There’s something about Michelin. It gets under chefs’ skin like an inscrutable parent. They insist they don’t care about the accolade but then Daddy Michelin arrives with airport Toblerones in his briefcase and there’s a rush of longing and relief, dreams fulfilled, tears shed before bedtime.
“Thank f**k,” the Greenhouse’s Mickael Viljanen said on stage receiving his second star in London at the clunkier than ever awards ceremony on Monday evening.
The Greenhouse's second star brings Dublin's haul of two-star restaurants back to two for the first time in more than a decade since Kevin Thornton had his second star ripped painfully away. The Greenhouse has a refurbishment on the cards. It was a room makeover designed to land a second star. They can put away the swatches. The food has been more than enough for a long time.

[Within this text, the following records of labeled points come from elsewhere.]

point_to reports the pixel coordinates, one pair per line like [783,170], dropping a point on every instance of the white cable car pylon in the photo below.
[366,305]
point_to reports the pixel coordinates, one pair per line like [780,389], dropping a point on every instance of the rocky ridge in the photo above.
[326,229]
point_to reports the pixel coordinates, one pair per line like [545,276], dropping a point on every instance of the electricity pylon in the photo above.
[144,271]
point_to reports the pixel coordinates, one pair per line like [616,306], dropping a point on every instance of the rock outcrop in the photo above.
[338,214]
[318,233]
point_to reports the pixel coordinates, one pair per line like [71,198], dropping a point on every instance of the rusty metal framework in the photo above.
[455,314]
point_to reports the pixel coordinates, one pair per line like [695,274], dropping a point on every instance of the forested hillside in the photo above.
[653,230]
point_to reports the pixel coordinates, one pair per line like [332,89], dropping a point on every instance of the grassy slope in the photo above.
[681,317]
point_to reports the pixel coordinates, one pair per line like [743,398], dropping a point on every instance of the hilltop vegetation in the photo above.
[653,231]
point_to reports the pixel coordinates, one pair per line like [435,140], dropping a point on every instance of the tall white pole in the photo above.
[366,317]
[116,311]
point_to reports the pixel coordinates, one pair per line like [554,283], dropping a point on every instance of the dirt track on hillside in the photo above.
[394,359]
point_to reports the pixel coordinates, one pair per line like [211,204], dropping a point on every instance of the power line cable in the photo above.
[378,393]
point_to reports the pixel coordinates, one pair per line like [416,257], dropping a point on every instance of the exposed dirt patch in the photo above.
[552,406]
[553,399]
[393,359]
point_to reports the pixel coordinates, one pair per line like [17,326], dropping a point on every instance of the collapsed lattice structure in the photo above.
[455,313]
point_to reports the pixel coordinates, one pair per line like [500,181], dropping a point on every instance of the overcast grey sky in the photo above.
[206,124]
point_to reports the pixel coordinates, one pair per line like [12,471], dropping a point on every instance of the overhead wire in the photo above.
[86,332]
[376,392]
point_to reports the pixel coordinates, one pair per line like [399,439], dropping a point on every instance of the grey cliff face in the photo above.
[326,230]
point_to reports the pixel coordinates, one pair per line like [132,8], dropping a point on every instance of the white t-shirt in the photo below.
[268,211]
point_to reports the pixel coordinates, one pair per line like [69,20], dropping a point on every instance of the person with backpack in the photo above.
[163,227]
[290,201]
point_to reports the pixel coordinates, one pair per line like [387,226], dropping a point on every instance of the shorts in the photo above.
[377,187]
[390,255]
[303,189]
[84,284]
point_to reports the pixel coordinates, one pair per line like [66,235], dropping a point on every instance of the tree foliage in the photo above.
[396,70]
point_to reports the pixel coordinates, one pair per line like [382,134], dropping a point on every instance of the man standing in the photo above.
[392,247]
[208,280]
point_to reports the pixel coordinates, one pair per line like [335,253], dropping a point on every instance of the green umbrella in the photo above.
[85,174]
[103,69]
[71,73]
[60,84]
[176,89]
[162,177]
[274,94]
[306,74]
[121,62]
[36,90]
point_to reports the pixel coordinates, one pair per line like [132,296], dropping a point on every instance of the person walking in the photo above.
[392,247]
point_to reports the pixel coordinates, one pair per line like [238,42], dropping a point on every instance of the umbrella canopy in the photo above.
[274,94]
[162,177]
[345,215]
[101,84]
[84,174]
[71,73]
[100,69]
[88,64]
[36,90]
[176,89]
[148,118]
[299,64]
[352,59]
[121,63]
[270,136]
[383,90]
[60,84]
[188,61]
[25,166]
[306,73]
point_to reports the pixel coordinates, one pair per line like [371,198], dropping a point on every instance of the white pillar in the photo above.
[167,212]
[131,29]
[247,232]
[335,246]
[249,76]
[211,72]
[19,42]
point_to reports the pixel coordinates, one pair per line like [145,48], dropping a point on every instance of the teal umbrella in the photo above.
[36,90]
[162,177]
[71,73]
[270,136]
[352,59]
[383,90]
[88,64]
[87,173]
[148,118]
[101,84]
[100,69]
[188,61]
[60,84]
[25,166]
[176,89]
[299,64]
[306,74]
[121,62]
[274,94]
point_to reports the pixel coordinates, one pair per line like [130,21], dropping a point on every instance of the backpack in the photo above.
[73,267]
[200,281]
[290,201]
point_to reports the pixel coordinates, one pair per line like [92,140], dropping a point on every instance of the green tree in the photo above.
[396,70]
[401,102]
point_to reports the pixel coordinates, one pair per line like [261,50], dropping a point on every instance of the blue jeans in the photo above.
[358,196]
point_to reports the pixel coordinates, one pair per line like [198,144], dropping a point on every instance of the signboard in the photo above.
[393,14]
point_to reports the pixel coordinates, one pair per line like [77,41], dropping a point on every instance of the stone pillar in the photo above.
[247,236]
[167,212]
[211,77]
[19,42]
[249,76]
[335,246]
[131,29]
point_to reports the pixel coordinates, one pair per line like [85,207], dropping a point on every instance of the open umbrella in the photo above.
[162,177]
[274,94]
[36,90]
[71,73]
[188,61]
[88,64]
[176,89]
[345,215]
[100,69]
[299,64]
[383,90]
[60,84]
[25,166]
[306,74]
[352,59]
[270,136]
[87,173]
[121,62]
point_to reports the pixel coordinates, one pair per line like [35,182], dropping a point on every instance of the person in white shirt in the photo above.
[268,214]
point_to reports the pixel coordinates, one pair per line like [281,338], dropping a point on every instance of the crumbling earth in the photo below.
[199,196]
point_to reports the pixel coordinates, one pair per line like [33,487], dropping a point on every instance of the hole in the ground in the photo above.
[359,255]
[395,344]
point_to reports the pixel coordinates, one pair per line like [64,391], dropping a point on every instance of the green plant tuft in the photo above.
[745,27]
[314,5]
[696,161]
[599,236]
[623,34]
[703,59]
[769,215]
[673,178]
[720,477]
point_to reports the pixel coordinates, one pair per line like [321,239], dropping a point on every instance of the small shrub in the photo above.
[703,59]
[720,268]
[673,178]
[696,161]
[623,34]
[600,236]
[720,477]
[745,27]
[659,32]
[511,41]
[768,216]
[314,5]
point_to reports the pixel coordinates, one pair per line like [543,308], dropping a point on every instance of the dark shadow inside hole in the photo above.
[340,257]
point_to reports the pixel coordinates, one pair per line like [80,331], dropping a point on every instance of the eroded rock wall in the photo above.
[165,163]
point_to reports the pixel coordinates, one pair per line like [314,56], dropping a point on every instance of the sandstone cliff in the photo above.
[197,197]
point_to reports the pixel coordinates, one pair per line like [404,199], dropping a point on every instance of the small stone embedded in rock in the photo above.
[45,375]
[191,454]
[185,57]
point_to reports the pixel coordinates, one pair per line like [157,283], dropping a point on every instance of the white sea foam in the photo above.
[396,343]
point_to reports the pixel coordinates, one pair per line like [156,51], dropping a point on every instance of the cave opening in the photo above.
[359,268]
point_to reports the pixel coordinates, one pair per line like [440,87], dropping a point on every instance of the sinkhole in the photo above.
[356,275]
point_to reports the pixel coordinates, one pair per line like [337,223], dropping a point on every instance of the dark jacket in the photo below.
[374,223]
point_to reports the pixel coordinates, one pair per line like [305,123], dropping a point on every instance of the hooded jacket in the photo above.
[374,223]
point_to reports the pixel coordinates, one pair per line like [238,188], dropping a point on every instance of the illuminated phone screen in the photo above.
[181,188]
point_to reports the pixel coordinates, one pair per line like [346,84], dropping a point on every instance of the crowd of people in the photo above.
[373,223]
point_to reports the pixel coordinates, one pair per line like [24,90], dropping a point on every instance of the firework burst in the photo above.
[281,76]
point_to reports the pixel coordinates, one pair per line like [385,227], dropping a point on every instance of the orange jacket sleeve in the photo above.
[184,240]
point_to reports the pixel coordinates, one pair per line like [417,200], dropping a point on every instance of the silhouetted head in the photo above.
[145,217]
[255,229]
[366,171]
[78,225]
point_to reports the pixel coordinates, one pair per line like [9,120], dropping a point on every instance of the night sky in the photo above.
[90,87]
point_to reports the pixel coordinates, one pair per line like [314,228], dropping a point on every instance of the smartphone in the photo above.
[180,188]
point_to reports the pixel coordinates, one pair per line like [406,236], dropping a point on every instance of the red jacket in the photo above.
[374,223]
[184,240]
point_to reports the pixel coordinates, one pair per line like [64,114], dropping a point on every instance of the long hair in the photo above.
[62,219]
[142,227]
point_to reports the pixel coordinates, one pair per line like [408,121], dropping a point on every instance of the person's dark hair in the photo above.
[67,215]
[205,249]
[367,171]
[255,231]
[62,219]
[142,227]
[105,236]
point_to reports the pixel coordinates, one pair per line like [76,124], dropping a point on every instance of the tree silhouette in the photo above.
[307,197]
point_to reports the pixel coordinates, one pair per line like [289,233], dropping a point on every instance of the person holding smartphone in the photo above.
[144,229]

In contrast Jordan Bailey and his wife Majken Bech-Bailey have had their doors open in Aimsir at the Cliff at Lyons in Kildare for roughly 20 weeks and they go home with two stars. That's what happens when you sweat the idea of Ireland on a plate down to the last atom and turn beef tripe into something that looks like it belongs in a jewellery box on top of raw Killenure Dexter beef and smoked Lough Neagh eel. A waiting list awaits your attempts to book the €115 tasting menu. There are six tables in Aimsir and it only opens four nights a week.
Irish Twitter feeds flambé-ed themselves coybig-style starting with chef Enda McEvoy was the first onstage to receive a much deserved sustainability award for his Galway restaurant Loam. There was a touch of having your gateaux and eating it about Michelin boss Gwendal Poullennec’s praise for the “unprecedented international growth” of the guide in one breath and handing out Michelin’s first sustainability award in the other.
Why did he choose a sustainable ethos, McEvoy was asked? “It’s the only way to go because we’re all facing an imminent crisis,” he said, in one of the more articulate responses of the event, compared to the “eh, so, yeah,” from a glistening band of male chefs who looked as comfortable under their grilling as lightly boiled lobsters.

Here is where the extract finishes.